やはり、企業としても、この問題に対して何らかの手を打っていく必要がある。そのためには、制度面の整備も必要となるだろう。本人も働きたいと思っているし、企業も「半日だけでもよいから働いてもらいたい」と思っているが、そのような就業形態が制度上認められていないので、どうにもならずに退職するというケースはよく見かける。ただし、「社員がすべての役割をまっとうしやすい制度を導入する」というのは、そう簡単なことではないはずだ。まずは、キャリア・アイデンティティに関する自問自答で、社員が答えを焦りすぎないように導くことが必要である。
では、どうすれば解が出なくても焦らず、長期的に取り組めるのだろうか。そこで重要になるのが、自問自答に付き合ってくれる人の存在である。通常、ひとりだけで行う「自問自答」は長続きしない。すぐに考えが煮詰まるし、答えも短絡的になりがちだ。ところが、その自問自答に付き合ってくれる人、つまりは「自分の悩み話を聞き続けてくれる人」がいれば、解が出なくても、それほど焦りを感じない。しかも、その人は、上司や家族など、自分のキャリア・アイデンティティに関係を持つ相手でなく、まったく利害関係を持たない人であれば、なおさら好都合である(このような意味あいから、キャリア・カウンセラーの役割は非常に重要になっており、かつキャリア・カウンセリング自体の難易度も高まっているのは間違いない)。

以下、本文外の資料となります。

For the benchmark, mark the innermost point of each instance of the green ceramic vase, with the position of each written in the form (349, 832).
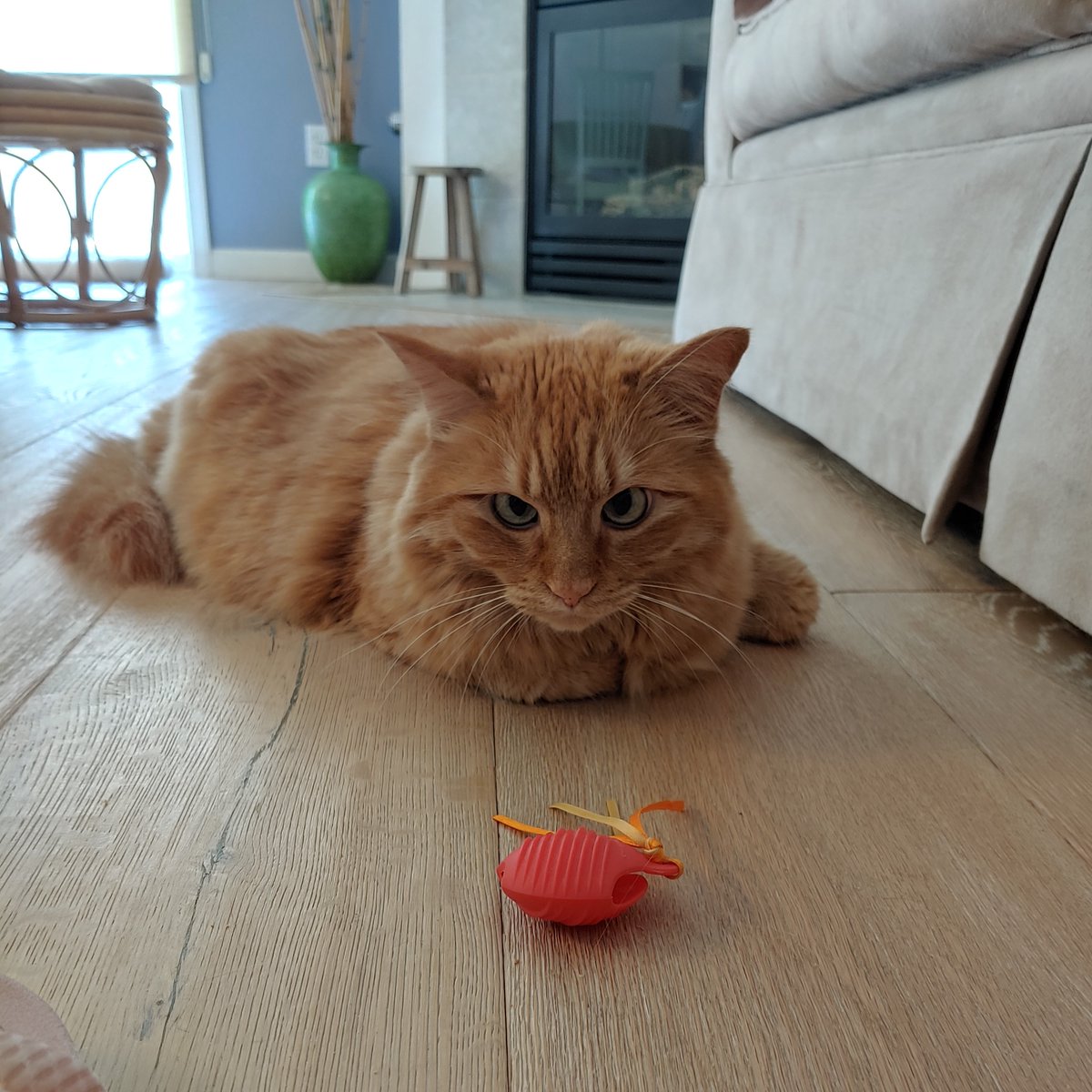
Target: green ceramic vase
(347, 218)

多くの社員が、自分の持つすべての役割をどう統合するかについての自問自答を始めている。この心の中にある声は、今後さらに大きくなってくるはずだ。そのときに、自問自答だけを続けさせていると、問題は深刻なレベルになってしまう。今必要なのは、自問自答ではなく、他問自答(他者に問いかけるが、答えは自分で出す)という姿勢なのかも知れない。